Appeared in The Orange County Register on April 20, 2016


Tax Day has passed for another year, and America’s burdensome tax code still needs a major upgrade.

According to Gallup, nearly two-thirds of Americans are dissatisfied with the amount they pay in taxes. Roughly the same percentage believes federal income taxes are “too high.” (For perspective, less than 5 percent of Americans say taxes should be increased.)

This should come as no surprise. The federal government collected a record $3.25 trillion in revenue in fiscal year 2015 – and that number is expected to rise in 2016. Back in 1998 – when the government first started tracking this data – tax revenue totaled $2.5 trillion, so tax collection has seen a 30 percent increase in less than 20 years.

This year, Americans are projected to pay a total of $4.9 trillion in federal, state, and local taxes – more than the roughly $4.1 trillion they are expected to spend on food, clothing, and housing, combined.

One recent estimate found that the average American spends almost 20 percent of his or her income on federal taxes – without even counting state and local taxes. In other words, if someone makes $50,000 a year, he or she will pay an average of about $10,000 just in federal taxes.

But this blanket estimate masks huge deviations among income classes. Despite constant calls on the presidential campaign trail to increase taxes on the wealthy, the data show that massive income tax inequality exists. The top 1 percent of earners pay nearly half of all federal income taxes. And the top 20 percent of earners contribute six out of every seven dollars of federal income tax collected.

Uncle Sam’s tax obsession isn’t just a matter of quantity; tax filings are also difficult waters to navigate. An estimated 80 percent of Americans consider the tax code to be “complex” or “too complex,” while 2 percent describe it as “simple” or “very simple.” Filing taxes is especially frustrating for millennials: Those 18-to-34-year-olds are much likelier to report concerns such as making a mistake, not getting a full refund or paying too much. Overall, eight in 10 millennials worry about preparing their taxes.

The business community – America’s engine of job creation – is no exception. According to a recent poll from The Job Creators Network, almost 75 percent of business owners believe they will have a more difficult time conducting business in 2016 than they did in 2015. And two-thirds of respondents blamed high taxes and tax complexity for threatening the viability of their business moving forward.

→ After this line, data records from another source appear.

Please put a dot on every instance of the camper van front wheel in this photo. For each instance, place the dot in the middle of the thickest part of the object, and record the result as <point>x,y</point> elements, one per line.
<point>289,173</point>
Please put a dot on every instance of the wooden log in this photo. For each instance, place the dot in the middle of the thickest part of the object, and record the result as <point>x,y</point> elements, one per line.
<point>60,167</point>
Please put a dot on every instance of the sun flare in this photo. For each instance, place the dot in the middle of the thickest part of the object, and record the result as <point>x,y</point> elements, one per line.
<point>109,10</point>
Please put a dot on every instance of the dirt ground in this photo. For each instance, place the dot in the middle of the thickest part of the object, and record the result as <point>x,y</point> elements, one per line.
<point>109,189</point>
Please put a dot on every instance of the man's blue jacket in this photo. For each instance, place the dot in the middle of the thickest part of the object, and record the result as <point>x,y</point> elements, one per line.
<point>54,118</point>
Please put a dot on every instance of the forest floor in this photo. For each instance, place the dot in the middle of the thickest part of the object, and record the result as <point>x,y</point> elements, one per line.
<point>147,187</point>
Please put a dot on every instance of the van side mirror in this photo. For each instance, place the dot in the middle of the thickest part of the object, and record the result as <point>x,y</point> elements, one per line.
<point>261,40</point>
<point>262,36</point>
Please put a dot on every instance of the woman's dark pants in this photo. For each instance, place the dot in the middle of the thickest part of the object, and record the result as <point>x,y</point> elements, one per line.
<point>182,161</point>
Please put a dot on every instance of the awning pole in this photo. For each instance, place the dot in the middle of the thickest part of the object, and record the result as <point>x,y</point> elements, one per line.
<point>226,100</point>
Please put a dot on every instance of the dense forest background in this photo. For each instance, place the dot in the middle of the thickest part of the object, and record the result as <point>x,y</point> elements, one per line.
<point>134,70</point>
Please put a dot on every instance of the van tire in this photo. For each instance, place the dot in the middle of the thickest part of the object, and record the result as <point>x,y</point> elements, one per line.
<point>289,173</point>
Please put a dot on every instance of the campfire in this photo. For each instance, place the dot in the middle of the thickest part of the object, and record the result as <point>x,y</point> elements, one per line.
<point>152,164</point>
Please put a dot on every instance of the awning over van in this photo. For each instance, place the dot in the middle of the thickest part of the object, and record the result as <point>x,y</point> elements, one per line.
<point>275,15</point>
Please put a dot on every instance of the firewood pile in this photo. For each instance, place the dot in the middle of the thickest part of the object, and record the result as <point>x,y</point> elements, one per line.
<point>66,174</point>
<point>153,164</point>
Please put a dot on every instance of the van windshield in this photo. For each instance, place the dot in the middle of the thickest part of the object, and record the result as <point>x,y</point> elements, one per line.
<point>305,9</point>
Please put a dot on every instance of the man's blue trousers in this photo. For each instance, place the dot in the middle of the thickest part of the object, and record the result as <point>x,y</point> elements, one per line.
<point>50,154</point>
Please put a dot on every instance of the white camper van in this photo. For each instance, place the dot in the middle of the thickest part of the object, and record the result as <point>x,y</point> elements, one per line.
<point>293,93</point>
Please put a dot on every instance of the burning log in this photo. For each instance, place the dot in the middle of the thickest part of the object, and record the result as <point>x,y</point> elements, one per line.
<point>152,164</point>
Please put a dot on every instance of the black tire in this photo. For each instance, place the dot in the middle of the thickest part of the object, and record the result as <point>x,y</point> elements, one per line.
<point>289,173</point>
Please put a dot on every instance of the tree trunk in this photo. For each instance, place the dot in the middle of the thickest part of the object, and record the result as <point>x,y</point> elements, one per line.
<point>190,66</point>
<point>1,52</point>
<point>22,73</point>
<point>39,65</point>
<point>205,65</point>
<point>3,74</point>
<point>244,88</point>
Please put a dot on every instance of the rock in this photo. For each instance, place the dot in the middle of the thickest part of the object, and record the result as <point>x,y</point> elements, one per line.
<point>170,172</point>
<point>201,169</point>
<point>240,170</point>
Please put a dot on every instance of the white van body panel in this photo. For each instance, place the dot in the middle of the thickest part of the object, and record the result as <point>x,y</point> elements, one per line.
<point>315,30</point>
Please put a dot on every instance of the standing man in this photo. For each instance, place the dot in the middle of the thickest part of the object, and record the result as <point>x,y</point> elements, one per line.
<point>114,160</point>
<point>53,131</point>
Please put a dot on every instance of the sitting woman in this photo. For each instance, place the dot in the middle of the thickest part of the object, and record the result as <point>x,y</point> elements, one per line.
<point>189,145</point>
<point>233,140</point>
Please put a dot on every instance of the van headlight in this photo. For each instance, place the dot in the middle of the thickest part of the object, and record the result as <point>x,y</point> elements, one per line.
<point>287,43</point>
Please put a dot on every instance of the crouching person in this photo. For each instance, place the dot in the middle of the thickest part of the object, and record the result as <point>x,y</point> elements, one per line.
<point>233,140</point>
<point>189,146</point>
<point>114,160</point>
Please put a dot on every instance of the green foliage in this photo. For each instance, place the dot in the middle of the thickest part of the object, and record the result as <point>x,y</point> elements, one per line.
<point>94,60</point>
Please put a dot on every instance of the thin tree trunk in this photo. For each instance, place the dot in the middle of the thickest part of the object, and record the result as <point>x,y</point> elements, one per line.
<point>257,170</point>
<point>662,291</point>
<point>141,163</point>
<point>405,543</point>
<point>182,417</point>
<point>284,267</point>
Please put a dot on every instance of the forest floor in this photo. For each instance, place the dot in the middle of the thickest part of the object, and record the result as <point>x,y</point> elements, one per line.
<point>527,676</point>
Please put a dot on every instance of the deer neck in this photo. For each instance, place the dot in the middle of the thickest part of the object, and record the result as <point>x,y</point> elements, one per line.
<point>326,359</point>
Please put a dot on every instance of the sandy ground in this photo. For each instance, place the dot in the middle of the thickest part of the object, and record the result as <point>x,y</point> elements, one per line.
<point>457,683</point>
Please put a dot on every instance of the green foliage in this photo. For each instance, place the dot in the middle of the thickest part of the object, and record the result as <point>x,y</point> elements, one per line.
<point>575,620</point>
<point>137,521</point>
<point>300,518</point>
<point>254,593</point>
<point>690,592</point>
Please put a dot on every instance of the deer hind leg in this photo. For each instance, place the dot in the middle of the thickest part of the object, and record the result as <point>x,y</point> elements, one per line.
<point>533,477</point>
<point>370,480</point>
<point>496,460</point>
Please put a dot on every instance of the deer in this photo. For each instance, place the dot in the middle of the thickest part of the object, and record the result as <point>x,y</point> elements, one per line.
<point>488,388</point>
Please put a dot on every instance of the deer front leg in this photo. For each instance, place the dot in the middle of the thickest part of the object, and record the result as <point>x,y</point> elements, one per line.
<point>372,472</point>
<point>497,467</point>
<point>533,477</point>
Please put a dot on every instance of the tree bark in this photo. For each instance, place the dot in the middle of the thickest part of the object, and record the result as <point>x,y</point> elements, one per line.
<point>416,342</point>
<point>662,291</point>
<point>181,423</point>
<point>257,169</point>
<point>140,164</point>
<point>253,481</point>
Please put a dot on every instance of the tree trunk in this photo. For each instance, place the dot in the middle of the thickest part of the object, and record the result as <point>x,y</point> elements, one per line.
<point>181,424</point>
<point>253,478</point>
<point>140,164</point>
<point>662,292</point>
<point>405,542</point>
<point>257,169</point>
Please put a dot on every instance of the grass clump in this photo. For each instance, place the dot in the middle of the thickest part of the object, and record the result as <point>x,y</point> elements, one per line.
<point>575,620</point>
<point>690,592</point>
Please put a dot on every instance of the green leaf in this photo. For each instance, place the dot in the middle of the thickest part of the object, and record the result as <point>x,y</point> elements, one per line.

America’s corporate tax rate hovers around 35 percent – the highest in the developed world. It has remained largely unchanged since the 1980s, while the average rate among other developed countries has dropped to 23 percent. Ireland, for example, boasts a corporate tax rate of 12.5 percent.

U.S. companies doing business overseas are taxed on their domestic profits and again on profits accrued overseas. This double taxation makes it more difficult for American businesses to compete with their foreign counterparts – who are exempt from double taxes while still reaping the benefits of doing business in the U.S.

As a result, business leaders are now holding an estimated $2.1 trillion overseas to escape double taxation – money that could be used, but isn’t, to create more jobs and invest in the economy.

Yet corporate tax reform – or any tax reform, for that matter – remains an elusive goal.

That’s the takeaway from Tax Day 2016: Taxes are too high, too complex, and too resistant to change. And America’s job creators and their employees pay the price – in more ways than one.

Alfredo Ortiz is president and CEO of the Job Creators Network.